Consideran que “la autorregulación ética es un bien que florece en libertad”; pero si esta “sujeta de modo permanente a la validación oficial, deja de ser autorregulación”.

Por lo tanto “es esencial que los fieles laicos, los comunicadores católicos, las universidades e instituciones educativas los colegios de profesionistas”, participen de manera “corresponsabilidad con el bien común”; puesto “una democracia se fortalece cuando los ciudadanos participan, no cuando callan”.

Los dirigentes de la CEM confían “en que las autoridades integrarán con transparencia las aportaciones recibidas”.

En cuanto a los comunicadores, los obispos mexicanos consideran que “quien lo hace con miedo, o al servicio de intereses ajenos a la verdad, la debilita”, al mismo tiempo que, como el Papa León XIV lo ha expresado su “solidaridad con los periodistas encarcelados por haber intentado contar la verdad” y pide que custodiemos “el bien precioso de la libertad de expresión y de prensa”, reconociendo “lo que cuesta en México ejercer” el periodismo.

En cuanto a “la autoridad y los concesionarios, la Conferencia del Episcopado Mexicano expresa su disposición al diálogo franco y constructivo, y pone a disposición su red educativa y pastoral para colaborar en programas de educación y alfabetización mediática, en la formación de audiencias críticas y en la difusión de los mecanismos de defensa de sus derechos”.

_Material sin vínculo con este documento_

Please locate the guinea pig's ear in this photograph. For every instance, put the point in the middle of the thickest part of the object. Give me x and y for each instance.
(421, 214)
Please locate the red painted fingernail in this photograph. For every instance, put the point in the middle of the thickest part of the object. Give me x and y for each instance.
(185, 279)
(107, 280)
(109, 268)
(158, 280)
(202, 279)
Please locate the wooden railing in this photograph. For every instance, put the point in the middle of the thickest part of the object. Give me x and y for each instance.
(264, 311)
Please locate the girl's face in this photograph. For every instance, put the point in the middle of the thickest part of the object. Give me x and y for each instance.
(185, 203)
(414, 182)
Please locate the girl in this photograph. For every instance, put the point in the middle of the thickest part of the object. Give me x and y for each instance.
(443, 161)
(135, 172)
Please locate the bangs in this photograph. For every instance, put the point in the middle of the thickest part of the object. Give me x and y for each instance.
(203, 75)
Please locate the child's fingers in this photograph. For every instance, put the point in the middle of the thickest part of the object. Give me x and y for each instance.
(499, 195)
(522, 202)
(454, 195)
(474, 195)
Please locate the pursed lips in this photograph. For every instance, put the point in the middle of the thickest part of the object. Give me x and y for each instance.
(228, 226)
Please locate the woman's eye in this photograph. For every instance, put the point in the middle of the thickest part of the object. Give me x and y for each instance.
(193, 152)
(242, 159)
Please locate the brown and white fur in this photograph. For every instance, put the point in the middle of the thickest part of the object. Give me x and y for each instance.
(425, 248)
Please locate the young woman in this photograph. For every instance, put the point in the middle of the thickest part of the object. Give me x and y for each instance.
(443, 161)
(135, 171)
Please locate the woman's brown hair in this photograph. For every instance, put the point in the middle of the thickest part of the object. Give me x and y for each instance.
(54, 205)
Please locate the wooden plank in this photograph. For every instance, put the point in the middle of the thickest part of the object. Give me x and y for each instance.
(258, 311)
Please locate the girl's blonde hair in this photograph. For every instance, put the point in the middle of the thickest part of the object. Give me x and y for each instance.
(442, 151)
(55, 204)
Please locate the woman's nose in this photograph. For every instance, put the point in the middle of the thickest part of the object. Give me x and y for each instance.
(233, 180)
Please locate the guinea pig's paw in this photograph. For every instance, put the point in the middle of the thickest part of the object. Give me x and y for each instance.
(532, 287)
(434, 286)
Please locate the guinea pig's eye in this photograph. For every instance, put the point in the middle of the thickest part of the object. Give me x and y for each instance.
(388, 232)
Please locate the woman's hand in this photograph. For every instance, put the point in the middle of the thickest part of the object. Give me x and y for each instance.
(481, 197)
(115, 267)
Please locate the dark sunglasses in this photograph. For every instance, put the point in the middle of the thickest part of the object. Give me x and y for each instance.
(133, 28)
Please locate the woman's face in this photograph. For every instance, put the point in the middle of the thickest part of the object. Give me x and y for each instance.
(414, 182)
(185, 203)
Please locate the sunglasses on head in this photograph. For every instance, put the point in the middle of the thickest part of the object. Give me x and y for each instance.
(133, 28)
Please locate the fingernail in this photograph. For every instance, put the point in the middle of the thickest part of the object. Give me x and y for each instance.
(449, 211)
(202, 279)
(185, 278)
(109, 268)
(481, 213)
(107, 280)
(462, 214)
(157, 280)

Puesto que “el derecho a la información veraz se garantiza tanto regulando la oferta como formando el discernimiento de quien la recibe” y a los laicos “deber de discernir lo que recibimos, de verificar antes de compartirlo y de no propagar aquello que hiere la fama del prójimo o siembra confusión”.

Y reafirman que “la verdad no se impone: se busca, se propone y se reconoce libremente” y el Estado no puede decidir que es verdad; el Estado debe limitarse “a garantizar las condiciones para que todos puedan buscarla y decirla, protege a la vez la libertad de expresión, la libertad religiosa y el derecho de las audiencias”.